While my expertise in that realm may be sorely limited, I’d like to claim it is less so in dressage. All this came to mind over the weekend as I judged a schooling show. The warm-up area was right behind me and easily within earshot. As I presided over one Intro test after another, I couldn’t help but overhear the coaching advice being given as riders prepared to compete.

As I told my scribe, sometimes I just wanted to turn around and say to them, “You’re kidding, right? You can’t be serious!” All advice – even given enthusiastically and sincerely – is not of equal worth. When putting a test together, both in the planning stages and in the final tuneup, there are many tactical decisions which must be made. Impulsion, we know, is a good thing, But if your horse is tense and wired, that’s a bad time to be pushing for more! If he is being strong in the canter, that’s a bad time to be practicing lengthenings.
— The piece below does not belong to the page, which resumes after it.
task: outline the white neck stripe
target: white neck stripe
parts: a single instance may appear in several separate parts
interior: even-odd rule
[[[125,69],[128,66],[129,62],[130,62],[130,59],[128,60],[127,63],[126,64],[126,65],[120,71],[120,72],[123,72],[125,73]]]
The short version whether you be rider or coach is that there are moments to be bold and moments to be conservative. Your decisions should be based on what your horse should take away from the experience, not just on the hope that if you go for broke, you will automatically produce the best results. Legendary former USET Three Day coach Jack LeGoff said it best when he announced to an audience, “I can teach any horse jump off a 30 foot cliff into 12 feet of water! . . . One time . . . !”

Listening to the warm-up area advice at this weekend’s show or watching some of the things the riders did in the show ring, I could barely keep myself from interrupting, “Excuse me, what exactly were you thinking anyway?”